Long Beach IndyCar: Herta takes pole with new lap record
Alexander Rossi laid down the first marker in the third segment of qualifying with 66.0, his closest opponent being Josef Newgarden and Felix Rosenqvist after their first runs.
Alex Palou then delivered a 65.8667sec lap to go top, before then Herta slammed in a 65.3095 to claim the qualifying track record by nine-tenths of a second, with Grosjean 0.1960sec behind him.
Attempting to usurp his teammate, Grosjean grazed a wall with his left-rear on the run to Turn 5, breaking a toelink which sent him crabbing hard into the tire wall on the outside of the corner.
That cost him his best time, dropping him to sixth, and promoting Newgarden to the front row ahead of Palou.
With two seconds of guaranteed time remaining, IndyCar’s rule allowing cars one final flyer kicked in. Only Rosenqvist and Rossi took the option, but both failed to improve – Rossi slid into the Turn 1 run-off, and Rosenqvist was unable to edge ahead of anyone, leaving him to start in fourth.

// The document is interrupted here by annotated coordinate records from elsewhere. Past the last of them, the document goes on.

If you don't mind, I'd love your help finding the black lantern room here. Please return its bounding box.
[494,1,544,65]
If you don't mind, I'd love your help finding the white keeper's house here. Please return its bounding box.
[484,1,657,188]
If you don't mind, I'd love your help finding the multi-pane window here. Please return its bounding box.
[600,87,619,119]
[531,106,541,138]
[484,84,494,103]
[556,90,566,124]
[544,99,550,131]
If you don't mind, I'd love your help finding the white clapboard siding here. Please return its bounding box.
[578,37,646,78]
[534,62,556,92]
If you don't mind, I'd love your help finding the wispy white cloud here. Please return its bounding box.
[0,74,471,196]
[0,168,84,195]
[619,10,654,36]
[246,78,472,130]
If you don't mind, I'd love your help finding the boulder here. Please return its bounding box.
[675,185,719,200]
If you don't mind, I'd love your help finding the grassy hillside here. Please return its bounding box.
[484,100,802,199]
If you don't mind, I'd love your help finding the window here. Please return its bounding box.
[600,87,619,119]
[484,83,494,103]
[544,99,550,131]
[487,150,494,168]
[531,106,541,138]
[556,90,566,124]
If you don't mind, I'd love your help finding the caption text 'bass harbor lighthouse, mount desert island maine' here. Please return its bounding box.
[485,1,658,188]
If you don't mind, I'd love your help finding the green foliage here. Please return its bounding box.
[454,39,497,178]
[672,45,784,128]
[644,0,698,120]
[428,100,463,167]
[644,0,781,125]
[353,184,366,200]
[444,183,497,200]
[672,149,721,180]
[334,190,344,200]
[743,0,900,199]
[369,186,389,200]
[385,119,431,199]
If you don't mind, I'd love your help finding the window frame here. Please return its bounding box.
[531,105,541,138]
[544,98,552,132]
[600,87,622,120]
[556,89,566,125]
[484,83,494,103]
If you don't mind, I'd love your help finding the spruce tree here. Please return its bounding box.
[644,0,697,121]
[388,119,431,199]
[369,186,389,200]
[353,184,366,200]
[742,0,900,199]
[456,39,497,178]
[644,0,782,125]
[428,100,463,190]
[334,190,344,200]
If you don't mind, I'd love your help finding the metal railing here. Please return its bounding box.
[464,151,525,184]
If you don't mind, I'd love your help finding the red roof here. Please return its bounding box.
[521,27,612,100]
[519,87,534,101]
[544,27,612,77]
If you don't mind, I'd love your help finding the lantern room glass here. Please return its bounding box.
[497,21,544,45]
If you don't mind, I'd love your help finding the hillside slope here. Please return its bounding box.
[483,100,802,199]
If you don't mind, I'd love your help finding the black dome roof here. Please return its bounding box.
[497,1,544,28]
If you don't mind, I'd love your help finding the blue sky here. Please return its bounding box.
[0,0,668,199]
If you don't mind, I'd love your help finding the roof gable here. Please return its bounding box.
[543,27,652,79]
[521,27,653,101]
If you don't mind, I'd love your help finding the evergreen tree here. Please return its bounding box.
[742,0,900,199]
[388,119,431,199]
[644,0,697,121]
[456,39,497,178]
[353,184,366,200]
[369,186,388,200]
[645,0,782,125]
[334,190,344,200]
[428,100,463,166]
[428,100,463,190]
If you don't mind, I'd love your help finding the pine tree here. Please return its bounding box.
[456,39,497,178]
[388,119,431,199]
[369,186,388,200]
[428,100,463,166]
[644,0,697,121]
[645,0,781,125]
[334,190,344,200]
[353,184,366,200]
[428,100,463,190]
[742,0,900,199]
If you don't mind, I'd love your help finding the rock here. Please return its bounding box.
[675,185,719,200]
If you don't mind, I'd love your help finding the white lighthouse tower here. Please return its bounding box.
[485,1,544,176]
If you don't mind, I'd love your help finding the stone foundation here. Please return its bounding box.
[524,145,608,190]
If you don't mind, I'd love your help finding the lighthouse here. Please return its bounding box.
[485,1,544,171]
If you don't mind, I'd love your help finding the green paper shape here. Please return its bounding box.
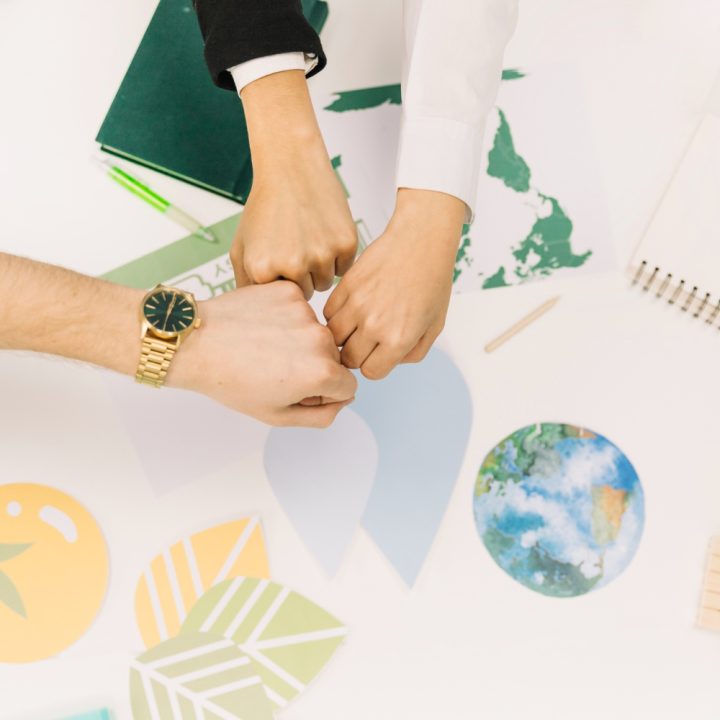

In Q2, Palou was somewhat of an outlier by going straight onto used reds from the start of the session but his first effort left him only eighth fastest. Herta was fastest on the primaries on 65.9478sec, ahead of Scott McLaughlin, Simon Pagenaud, Grosjean and Marcus Ericsson.
First flyers on fresh reds came from Newgarden and Will Power, springing into the top two spots with 65.8s. Then Rosenqvist and Herta deposed both of them, and Herta kept improving delivering a 65.4057, and his closest challenger was teammate Rossi.
Rosenqvist, Palou, Newgarden and Grosjean also got through, but Power – only 0.0001sec behind Grosjean – called in the fact that got backed up following Pato O’Ward at the hairpin, but believing O’Ward had also been backed up.